Die förderlichen Haltungselemente für Führungskräfte im fünften und sechsten Kapitel sind im Prinzip eine Spezifizierung der systemischen Grundhaltung für das Management von Veränderung. Diese beiden Kapitel hätten durchaus integriert werden können, um Redundanzen zu vermeiden. Positiv ist wiederum, dass die Autoren Emotionen und dem Umgang damit eine entscheidende Bedeutung für das Gelingen von Veränderungsprozessen zuschreiben. Dies tun sie, ohne in die bekannte Sozialromantik der Humanisierungsbewegungen zu verfallen.
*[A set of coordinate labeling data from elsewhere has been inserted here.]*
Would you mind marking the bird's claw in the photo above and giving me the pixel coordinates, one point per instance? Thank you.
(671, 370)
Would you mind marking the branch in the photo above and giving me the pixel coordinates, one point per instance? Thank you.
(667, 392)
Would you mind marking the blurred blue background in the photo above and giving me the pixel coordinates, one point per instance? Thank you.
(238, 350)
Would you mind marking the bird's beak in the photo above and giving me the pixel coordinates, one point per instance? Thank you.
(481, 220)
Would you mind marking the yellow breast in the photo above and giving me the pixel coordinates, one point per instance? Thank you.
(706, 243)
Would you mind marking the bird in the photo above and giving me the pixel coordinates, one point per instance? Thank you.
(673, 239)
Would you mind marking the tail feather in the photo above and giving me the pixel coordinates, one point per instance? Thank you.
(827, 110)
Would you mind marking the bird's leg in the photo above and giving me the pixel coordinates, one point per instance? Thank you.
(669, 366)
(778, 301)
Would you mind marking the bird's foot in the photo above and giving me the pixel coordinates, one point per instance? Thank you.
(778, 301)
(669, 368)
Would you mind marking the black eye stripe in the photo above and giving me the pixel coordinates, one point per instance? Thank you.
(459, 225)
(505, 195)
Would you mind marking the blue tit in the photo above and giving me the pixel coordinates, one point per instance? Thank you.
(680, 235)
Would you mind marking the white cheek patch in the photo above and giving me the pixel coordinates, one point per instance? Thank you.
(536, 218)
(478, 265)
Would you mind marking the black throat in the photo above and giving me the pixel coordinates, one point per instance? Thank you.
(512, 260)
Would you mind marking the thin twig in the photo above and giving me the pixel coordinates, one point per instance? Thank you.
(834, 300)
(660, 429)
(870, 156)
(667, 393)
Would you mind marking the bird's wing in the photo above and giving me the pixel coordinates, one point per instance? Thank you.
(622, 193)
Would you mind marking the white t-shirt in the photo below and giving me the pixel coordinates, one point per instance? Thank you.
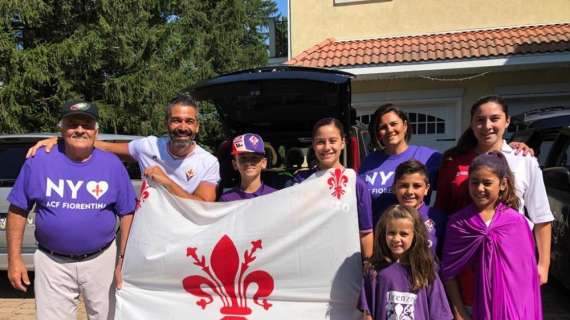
(188, 172)
(529, 185)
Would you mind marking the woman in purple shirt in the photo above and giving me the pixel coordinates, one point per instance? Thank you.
(328, 143)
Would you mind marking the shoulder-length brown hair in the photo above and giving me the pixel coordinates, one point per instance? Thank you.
(419, 255)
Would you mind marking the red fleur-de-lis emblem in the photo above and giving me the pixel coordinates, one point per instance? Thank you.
(337, 182)
(143, 194)
(228, 279)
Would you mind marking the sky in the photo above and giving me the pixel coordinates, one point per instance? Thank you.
(282, 7)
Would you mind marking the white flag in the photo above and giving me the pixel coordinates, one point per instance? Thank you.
(292, 254)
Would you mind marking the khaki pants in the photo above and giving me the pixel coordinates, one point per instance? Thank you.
(59, 282)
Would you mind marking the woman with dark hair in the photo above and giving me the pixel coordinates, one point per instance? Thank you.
(328, 143)
(489, 121)
(389, 130)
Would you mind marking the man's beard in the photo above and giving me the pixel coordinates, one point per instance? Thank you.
(174, 134)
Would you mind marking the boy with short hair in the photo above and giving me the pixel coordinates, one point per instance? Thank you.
(249, 159)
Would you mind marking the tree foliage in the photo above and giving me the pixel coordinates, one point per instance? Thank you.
(128, 56)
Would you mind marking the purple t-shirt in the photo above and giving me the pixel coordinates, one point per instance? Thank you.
(363, 200)
(238, 194)
(386, 294)
(76, 202)
(435, 222)
(378, 171)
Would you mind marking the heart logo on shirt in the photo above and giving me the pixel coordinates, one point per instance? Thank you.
(97, 188)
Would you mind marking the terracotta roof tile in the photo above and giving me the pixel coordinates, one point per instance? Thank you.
(435, 47)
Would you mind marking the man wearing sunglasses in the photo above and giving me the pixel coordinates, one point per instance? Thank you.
(175, 161)
(78, 192)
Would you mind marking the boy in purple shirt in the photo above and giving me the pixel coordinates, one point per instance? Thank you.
(411, 185)
(249, 159)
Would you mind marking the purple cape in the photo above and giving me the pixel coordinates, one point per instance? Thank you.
(503, 259)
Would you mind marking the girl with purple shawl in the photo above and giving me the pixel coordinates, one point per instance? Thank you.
(492, 237)
(403, 282)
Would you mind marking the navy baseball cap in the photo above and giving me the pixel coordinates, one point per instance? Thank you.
(248, 142)
(80, 107)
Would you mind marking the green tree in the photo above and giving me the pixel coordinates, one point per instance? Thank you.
(128, 56)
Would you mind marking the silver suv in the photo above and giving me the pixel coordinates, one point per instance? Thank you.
(13, 149)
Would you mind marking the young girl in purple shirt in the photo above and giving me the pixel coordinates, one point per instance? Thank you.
(328, 143)
(403, 283)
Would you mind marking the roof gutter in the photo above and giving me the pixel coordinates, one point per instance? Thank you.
(404, 70)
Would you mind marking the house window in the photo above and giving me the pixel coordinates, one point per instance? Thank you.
(423, 124)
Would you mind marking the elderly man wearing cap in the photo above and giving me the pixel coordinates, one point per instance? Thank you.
(78, 191)
(175, 162)
(249, 159)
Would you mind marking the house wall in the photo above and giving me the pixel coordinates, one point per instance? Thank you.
(313, 21)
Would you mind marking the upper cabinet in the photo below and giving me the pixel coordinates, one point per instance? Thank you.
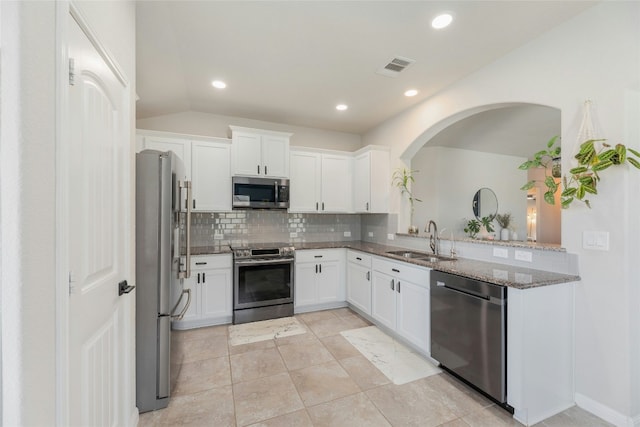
(260, 153)
(320, 182)
(207, 162)
(371, 181)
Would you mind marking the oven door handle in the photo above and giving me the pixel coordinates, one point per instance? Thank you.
(264, 261)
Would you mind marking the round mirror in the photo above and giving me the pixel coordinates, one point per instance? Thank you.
(485, 203)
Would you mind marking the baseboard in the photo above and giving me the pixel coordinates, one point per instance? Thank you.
(134, 418)
(606, 413)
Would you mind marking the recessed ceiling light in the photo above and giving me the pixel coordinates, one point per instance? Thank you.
(441, 21)
(218, 84)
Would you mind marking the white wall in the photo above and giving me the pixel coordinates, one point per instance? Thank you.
(449, 178)
(597, 56)
(195, 123)
(28, 193)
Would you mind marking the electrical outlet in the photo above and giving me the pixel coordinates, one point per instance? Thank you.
(501, 252)
(595, 240)
(524, 256)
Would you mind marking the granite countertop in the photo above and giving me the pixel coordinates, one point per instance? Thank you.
(499, 274)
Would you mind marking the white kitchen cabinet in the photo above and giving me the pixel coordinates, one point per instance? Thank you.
(211, 292)
(359, 281)
(400, 300)
(320, 182)
(319, 279)
(260, 153)
(211, 175)
(180, 145)
(371, 181)
(207, 163)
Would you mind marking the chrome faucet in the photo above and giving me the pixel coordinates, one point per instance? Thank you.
(433, 237)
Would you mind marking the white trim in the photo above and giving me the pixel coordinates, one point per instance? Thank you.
(66, 9)
(62, 214)
(95, 41)
(606, 413)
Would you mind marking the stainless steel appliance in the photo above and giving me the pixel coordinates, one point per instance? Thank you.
(263, 282)
(260, 193)
(159, 185)
(468, 331)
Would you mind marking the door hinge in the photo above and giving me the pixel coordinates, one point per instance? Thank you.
(72, 72)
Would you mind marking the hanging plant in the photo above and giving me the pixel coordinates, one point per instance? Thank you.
(403, 178)
(583, 179)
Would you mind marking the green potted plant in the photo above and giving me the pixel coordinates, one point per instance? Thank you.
(403, 178)
(582, 179)
(504, 221)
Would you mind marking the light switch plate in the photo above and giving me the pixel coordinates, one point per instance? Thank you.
(501, 252)
(523, 256)
(595, 240)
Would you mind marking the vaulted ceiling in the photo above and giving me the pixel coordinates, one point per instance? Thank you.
(292, 62)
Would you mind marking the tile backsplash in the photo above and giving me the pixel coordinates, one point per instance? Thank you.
(258, 226)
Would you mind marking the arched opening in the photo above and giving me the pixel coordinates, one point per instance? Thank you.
(482, 148)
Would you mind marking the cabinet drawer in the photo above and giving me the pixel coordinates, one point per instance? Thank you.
(359, 258)
(319, 255)
(201, 262)
(402, 271)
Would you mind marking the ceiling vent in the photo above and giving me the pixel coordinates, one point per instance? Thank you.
(395, 66)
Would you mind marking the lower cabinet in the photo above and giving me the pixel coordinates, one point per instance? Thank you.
(319, 279)
(359, 280)
(211, 292)
(400, 300)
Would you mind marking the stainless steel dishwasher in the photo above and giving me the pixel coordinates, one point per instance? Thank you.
(469, 331)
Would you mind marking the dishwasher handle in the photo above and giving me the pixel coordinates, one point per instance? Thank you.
(488, 298)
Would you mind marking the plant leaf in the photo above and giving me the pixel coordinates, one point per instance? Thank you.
(602, 165)
(578, 170)
(634, 162)
(529, 185)
(549, 197)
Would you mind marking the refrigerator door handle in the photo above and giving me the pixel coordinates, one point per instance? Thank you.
(186, 306)
(187, 265)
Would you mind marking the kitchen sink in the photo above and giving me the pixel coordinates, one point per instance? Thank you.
(421, 256)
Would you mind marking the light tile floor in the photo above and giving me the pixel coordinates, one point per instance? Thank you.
(315, 379)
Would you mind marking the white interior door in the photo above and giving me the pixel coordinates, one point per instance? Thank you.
(98, 242)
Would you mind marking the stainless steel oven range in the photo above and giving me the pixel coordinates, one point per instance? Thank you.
(262, 282)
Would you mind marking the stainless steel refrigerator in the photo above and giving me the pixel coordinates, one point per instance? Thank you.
(160, 203)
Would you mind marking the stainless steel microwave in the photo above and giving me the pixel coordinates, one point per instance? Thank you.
(260, 193)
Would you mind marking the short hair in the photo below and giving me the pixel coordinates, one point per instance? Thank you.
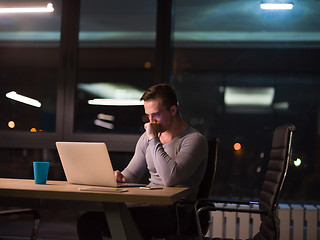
(161, 91)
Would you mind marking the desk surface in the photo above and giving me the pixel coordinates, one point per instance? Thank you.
(61, 190)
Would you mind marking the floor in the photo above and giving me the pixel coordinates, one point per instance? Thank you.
(53, 226)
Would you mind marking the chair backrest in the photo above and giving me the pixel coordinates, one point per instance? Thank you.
(280, 156)
(206, 185)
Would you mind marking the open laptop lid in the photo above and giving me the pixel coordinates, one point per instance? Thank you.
(86, 163)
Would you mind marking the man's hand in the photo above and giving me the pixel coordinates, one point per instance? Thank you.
(152, 130)
(119, 177)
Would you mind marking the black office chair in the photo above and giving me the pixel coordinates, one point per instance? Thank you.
(205, 190)
(34, 213)
(269, 196)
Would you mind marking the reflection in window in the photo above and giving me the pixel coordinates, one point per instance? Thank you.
(108, 107)
(117, 44)
(241, 71)
(28, 70)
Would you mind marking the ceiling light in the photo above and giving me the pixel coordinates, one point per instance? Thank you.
(29, 8)
(243, 96)
(276, 5)
(116, 102)
(23, 99)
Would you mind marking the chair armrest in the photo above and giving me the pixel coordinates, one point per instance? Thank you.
(226, 201)
(209, 205)
(20, 212)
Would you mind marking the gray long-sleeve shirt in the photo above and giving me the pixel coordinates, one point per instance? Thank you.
(180, 162)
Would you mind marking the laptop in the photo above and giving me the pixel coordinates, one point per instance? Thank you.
(88, 163)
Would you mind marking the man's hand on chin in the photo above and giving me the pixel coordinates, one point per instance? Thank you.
(152, 130)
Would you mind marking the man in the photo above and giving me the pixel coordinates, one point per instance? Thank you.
(173, 153)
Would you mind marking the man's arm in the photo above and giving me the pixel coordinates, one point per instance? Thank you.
(137, 166)
(174, 170)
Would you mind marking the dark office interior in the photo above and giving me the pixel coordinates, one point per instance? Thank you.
(239, 72)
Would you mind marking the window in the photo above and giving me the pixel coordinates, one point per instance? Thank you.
(117, 44)
(240, 72)
(29, 53)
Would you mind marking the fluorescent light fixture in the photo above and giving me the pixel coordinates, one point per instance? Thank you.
(115, 102)
(103, 124)
(23, 99)
(243, 96)
(28, 9)
(276, 6)
(106, 117)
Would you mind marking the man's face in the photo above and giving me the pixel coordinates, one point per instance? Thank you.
(158, 114)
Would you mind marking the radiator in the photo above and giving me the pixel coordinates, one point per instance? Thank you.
(297, 222)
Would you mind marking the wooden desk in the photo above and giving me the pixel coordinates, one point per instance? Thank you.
(113, 203)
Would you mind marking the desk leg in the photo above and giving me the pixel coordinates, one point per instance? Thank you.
(121, 224)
Denn klar ist, dass Organisationen keine basisdemokratischen Veranstaltungen sind, sondern dass hierarchisch entschieden werden muss. Die Frage ist nur, ob die Entscheidung diskursiv vorbereitet oder auch nachbereitet wird oder ob das Management – aufgrund der eigenen Angst – die Dinge einfach durchdrückt oder die Mitarbeiter überrumpelt. So wichtig die Rolle der Führungskräfte bei Veränderungsprozessen auch ist, soll an dieser Stelle dennoch auf die Gefahr hingewiesen werden, den Führungskräften zu viel zuzumuten bzw. zu viel Verantwortung zuzuschreiben. Diese Dynamik einer zu sehr personalisierenden Attribution ist zuweilen bei mittleren Führungskräften zu beobachten, die für Dinge verantwortlich gemacht werden, die gar nicht in ihrem direkten Einflussbereich liegen. Hier wiederum ist der externe Berater als Beobachter zweiter Ordnung gefordert, um den Fokus von der Person weg und hin zu den Strukturen und Prozessen der Organisation zu lenken. Die Mitglieder des Systems sind an dieser Stelle meist überfordert.
Fazit
Insbesondere für Führungskräfte, die es mit organisationalen Veränderungsprozessen zu tun haben (und das dürften nicht wenige sein), ist das Buch lesenswert, weil es die Herausforderungen an die Rolle der Führungskraft klar herausabreitet, aber auch Lösungen anbietet. Während andere Bücher mit ähnlichen Titeln eher für Berater geschrieben sind, ist dies ein Buch für Führungskräfte. Sollten diese den Change-Management-Klassiker von Doppler & Lauterburg schon gelesen haben, bietet dieses Buch eine gute Ergänzung bzw. Erweiterung an manchen Stellen. Berater könnten durch dieses Buch ermutigt werden, noch mehr auf die Selbstorganisationsprozesse des Klientensystems zu vertrauen und sich selbst nicht zu wichtig zu nehmen.
Rezension von
Prof. Dr. rer. pol. habil. Andreas Bergknapp
Professor für Sozialwissenschaften, insbesondere Organisationsentwicklung und Personalmanagement an der HS Nordhausen und Leiter den Masterstudiengangs Systemische Beratung. Senior Coach (DBVC), Supervisor (DGSv) und Leiter des Instituts für Coaching und Organisationsberatung (ICO) in Augsburg.